2. The dPCR chip according to claim 1, characterized in that, On the surface of the base adhesive away from the substrate, the ratio of the sum of the opening areas of the plurality of holes to the total surface area of the base adhesive ranges from 1% to 7.2%.
3. The dPCR chip according to claim 1, characterized in that, The maximum aperture of the hole ranges from 20 μm to 200 μm.
4. A method for preparing a dPCR chip, characterized in that, The method for preparing a dPCR chip as described in any one of claims 1 to 3 comprises: A base adhesive containing multiple particles is deposited on one side of a substrate, wherein the material of the particles is different from the material of the base adhesive. The base adhesive is cured.
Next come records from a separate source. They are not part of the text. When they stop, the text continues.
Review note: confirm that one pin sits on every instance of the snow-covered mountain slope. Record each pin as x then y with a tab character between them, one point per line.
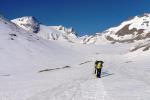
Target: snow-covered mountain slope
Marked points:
131	30
57	33
47	32
135	31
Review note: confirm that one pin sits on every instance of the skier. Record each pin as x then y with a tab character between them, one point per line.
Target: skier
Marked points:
98	68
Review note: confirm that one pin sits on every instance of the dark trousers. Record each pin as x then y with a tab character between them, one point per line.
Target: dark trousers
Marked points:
99	73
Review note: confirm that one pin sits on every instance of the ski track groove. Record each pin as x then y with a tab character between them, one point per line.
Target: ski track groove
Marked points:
92	89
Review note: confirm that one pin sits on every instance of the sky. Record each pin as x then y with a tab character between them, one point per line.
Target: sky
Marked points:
85	16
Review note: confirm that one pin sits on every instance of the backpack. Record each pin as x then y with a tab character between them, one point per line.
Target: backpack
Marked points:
99	65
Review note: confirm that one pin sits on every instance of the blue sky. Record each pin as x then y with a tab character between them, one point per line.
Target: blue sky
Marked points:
85	16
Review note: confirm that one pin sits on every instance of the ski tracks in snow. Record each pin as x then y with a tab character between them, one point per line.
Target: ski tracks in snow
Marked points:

The exposed particles in the cured base adhesive are dissolved to form pores.
5. The method for preparing a dPCR chip according to claim 4, characterized in that, The particle size ranges from 20 μm to 200 μm; and / or, The number of particles ranges from 8,000 to 100,000.
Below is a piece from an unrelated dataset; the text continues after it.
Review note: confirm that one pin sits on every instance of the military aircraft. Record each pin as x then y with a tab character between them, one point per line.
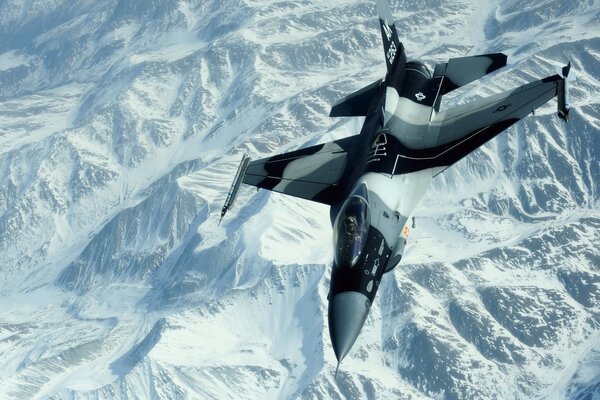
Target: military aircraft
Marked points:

6. The method for preparing a dPCR chip according to claim 4, characterized in that, The particles are hollow spheres.
7. The method for preparing a dPCR chip according to claim 6, characterized in that, The process of dissolving the exposed particles in the cured base adhesive to form pores includes: The exposed portion of the hollow sphere in the cured base adhesive is dissolved to form the pores; or, The hollow spheres in the cured base adhesive are completely dissolved to form the pores.
8. The method for preparing a dPCR chip according to claim 4, characterized in that, The particles are solid spheres; The process of dissolving the exposed particles in the cured base adhesive to form pores includes: The solid spheres in the cured base adhesive are completely dissolved to form the pores.
9. The method for preparing a dPCR chip according to claim 4, characterized in that, Before curing the base adhesive, the process further includes: The base adhesive laid on one side of the substrate is subjected to thickness homogenization treatment so that the thickness of the base adhesive falls within a set size range, wherein the set size range is the sum of the outer diameter of the particles and the thickness homogenization process error.
10. The method for preparing a dPCR chip according to claim 9, characterized in that, The curing process of the base adhesive includes: The base adhesive is cured so that the end of the particle away from the substrate extends beyond the interface of the cured base adhesive.
11. The method for preparing a dPCR chip according to claim 10, characterized in that, The volume shrinkage rate of the base adhesive ranges from 3% to 20%.
12. The method for preparing a dPCR chip according to claim 10, characterized in that, The step of uniformizing the thickness of the base adhesive laid on one side of the substrate to ensure that the thickness of the base adhesive falls within a predetermined thickness range includes: Press the cover plate against the side of the base adhesive away from the substrate, so that the distance between the cover plate and the substrate falls within the set size range; After the base adhesive has been cured, the cover plate is removed.
13. The method for preparing a dPCR chip according to claim 12, characterized in that, The step of pressing the cover plate onto the side of the base adhesive away from the substrate includes: Press the side of the cover plate with the release agent onto the side of the base adhesive away from the substrate.